Those who run San Diego Comic-Con have become victims of their own success. Back in 2007, although Friday and Saturday sold out before it began, a person could still walk up and buy a single-day ticket for Thursday or Sunday. The following year all four days sold out ahead of time, and each successive year it sold out earlier on the calendar. Last year, before the Convention closed on Sunday, 2011 Four-Day with Preview Night tickets were sold out.
When word got out, people were understandably concerned. How were they going to be able to go to Comic-Con if they couldn’t get into Comic-Con? This drove demand up, and the powers that be didn’t account for it because when online tickets went on sale, the system was so overwhelmed it crashed. People took to Twitter and Facebook venting their anger and frustration. A second date was announced with the time pushed back three hours. Not sure why the change in time other than someone must have thought there would be less traffic at 6 a.m. Pacific, but what’s an early morning rise to people who attend movie screenings and game releases at midnight or spend days waiting for the next installment in their favorite film franchise? With demand ramped up even higher, the system crashed again. A third attempt was made with a limited number of tickets released, and then there was the fourth and final release of tickets. My purchase required multiple refreshes of the browser to make it through each step, leaving surprised my F5 button still functions. Those shut out were still not happy and many made their disappointment known.

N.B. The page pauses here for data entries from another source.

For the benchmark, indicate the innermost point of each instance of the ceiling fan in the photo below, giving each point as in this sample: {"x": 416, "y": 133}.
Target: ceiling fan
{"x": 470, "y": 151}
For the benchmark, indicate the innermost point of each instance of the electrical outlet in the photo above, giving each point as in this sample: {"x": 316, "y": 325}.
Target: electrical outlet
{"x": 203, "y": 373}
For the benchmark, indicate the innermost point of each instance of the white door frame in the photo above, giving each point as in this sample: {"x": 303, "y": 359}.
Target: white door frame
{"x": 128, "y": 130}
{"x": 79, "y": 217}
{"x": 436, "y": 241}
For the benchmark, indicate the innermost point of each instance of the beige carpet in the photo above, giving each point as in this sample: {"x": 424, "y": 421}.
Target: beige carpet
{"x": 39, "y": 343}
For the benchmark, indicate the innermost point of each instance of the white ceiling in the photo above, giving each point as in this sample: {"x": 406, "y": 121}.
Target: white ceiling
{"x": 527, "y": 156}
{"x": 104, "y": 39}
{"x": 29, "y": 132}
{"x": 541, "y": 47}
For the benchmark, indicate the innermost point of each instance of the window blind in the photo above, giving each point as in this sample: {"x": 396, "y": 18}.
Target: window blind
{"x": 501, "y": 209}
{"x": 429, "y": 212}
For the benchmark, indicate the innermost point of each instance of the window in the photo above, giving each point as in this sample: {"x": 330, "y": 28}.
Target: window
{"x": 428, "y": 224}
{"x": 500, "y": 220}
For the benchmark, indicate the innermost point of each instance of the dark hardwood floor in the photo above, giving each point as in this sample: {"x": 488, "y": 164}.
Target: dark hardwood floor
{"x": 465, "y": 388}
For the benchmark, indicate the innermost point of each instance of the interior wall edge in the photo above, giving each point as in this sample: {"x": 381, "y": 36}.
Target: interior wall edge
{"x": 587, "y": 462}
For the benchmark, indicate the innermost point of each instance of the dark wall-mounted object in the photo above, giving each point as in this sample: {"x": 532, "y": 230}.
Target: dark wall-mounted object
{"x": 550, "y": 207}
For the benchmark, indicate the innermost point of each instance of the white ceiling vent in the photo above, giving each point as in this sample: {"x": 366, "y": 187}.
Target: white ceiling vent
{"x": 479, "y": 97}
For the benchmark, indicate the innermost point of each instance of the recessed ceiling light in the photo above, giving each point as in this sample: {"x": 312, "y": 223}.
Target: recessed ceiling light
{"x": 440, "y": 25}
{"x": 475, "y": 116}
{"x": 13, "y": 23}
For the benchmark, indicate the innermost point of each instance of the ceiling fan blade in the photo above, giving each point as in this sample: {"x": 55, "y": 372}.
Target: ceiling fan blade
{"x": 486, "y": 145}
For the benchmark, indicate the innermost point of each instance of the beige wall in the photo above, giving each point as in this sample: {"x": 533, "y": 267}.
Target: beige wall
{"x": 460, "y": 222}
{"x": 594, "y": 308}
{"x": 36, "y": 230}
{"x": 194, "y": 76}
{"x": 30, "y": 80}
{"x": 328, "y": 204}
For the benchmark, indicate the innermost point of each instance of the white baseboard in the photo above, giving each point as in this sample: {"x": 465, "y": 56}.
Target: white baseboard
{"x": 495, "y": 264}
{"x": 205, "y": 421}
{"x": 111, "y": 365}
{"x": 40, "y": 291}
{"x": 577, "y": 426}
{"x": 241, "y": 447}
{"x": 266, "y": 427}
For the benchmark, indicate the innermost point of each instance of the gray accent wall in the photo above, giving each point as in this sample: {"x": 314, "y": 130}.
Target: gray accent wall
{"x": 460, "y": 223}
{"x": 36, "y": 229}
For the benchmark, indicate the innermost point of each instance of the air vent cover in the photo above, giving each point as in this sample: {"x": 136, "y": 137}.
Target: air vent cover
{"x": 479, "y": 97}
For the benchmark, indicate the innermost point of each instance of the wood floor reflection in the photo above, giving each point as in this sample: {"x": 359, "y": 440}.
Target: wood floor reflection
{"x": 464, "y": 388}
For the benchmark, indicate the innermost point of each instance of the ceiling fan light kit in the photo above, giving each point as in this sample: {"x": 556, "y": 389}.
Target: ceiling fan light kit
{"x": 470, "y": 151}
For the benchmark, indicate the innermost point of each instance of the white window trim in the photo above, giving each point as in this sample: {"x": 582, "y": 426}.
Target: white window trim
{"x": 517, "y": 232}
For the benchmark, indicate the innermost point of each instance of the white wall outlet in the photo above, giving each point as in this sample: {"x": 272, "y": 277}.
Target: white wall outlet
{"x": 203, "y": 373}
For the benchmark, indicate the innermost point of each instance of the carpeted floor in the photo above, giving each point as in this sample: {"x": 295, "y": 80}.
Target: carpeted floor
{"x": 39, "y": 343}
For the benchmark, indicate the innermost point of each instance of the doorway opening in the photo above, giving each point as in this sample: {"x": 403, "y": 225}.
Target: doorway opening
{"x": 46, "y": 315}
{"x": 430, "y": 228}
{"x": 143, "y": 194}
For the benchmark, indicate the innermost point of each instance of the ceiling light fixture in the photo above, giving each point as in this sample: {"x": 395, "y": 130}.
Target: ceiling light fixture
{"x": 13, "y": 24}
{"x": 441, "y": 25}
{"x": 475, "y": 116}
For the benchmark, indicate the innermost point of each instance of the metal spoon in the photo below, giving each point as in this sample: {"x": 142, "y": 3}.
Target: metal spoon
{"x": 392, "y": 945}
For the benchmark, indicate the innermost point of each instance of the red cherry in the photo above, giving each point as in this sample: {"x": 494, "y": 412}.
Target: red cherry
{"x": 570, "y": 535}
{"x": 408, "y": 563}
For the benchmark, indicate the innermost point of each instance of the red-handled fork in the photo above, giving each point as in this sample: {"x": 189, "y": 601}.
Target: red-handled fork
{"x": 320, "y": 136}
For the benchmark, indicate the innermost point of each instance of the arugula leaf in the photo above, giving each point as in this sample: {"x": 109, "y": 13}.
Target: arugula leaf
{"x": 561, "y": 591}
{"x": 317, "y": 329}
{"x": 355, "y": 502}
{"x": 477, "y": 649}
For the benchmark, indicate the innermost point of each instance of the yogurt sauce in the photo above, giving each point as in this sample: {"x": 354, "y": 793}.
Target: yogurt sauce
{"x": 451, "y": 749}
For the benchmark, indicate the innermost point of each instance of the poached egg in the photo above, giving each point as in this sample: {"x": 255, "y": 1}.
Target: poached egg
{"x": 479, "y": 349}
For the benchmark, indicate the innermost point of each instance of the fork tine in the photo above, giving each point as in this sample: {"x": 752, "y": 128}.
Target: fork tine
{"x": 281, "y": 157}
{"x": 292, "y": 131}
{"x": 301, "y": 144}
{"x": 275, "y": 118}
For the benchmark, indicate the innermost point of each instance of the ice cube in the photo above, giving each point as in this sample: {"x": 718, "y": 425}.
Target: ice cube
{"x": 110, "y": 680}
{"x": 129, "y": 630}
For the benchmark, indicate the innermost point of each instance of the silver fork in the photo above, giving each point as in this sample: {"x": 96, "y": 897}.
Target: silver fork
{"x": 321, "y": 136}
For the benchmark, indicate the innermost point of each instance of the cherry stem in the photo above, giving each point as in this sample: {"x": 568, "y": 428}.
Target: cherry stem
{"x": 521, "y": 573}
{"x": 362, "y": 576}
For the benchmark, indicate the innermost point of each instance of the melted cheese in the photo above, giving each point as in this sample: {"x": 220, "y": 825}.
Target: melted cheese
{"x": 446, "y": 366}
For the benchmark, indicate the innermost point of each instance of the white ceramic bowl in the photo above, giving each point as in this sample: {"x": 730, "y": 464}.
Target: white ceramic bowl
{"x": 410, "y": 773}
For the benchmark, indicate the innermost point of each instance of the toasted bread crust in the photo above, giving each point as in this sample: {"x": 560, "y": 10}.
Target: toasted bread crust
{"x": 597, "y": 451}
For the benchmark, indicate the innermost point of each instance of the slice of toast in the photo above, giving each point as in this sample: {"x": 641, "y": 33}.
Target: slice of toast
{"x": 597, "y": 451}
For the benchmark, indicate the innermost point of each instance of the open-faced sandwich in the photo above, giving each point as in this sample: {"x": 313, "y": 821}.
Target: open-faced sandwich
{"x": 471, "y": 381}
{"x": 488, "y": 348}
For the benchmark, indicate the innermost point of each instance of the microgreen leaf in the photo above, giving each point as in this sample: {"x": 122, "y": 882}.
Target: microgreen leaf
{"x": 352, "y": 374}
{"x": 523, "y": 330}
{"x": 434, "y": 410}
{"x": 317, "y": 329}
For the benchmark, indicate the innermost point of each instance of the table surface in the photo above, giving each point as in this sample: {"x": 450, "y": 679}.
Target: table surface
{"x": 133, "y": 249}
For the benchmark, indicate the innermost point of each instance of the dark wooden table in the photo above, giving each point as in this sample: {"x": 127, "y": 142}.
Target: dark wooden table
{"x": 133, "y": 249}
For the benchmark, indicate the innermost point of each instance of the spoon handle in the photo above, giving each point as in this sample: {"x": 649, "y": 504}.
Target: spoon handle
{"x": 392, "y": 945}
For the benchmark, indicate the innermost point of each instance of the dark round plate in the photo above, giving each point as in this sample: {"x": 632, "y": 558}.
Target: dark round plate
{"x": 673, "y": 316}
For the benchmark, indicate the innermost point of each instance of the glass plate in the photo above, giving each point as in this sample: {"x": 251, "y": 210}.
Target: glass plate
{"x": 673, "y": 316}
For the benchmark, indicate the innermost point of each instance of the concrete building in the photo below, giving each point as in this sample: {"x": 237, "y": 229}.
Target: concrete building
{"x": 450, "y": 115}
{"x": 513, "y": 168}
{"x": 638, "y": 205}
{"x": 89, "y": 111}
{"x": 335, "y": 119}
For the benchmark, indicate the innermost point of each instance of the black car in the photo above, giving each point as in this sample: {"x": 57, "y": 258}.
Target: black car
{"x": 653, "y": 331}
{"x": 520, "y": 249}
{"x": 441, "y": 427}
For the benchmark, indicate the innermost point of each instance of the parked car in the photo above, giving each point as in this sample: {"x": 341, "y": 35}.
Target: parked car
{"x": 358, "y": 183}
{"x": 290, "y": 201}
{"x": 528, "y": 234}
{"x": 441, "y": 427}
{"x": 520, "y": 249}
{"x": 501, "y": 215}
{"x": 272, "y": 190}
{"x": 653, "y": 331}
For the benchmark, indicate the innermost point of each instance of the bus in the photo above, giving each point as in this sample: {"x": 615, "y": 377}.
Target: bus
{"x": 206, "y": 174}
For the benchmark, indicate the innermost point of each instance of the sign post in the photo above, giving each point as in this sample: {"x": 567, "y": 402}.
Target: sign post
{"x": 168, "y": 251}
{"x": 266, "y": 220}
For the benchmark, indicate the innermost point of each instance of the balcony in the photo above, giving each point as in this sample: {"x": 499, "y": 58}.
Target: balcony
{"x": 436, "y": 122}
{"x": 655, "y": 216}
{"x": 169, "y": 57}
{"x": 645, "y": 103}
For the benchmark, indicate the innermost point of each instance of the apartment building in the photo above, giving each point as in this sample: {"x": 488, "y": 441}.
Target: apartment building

On Wednesday July 20th, those who bought Four-Day tickets without Preview Night or Single-Day tickets for Thursday had to pick them up at the Town and Country Resort, which was about five miles away from the Convention Center. The resort was next to a freeway, and cars were backed up a bit on it at about 3 p.m. Getting to the door looked like it would take a while along the two-lane road to the entrance, so my wife volunteered to walk at a faster pace than cars were traveling. At that time, it took her roughly three hours to get the pass. Thankfully, the shuttle service was running to bring her back to the Convention Center.
The convention began early for some who got in line on Tuesday for the Thursday morning presentation for Twilight: Breaking Dawn, Part 1. Another line formed Wednesday night by those looking to purchase tickets for Comic-Con 2012 Thursday morning. This year the sales were occurring offsite at the Manchester Grand Hyatt between the hours of 8 a.m. to 11 a.m. Like the online sale, things didn’t run smoothly yet again because of poor planning. I stumbled over at 7:30 a.m. and the line was massive. It ran so long along the bay it was in back of the Convention Center. Turns out the process to buy tickets was so laborious that shortly after 8, they decided to cut the line off, but no one bothered to tell the majority of those waiting in it they wouldn’t be able to get tickets. A tweet went out to those with access, but people didn’t know what to make of it. Rumblings and grumblings began to flow down the line. Then, those who had missed the cut walked by in disgust and made it clear, but there was no representative from the Con. Unbeknownst to everyone in line, the powers that be decided to set a limit on the number of tickets they would sell each day but didn’t make it known until after disappointing hundreds of people. Every morning it was a mess as more people became eligible to buy the set number of tickets.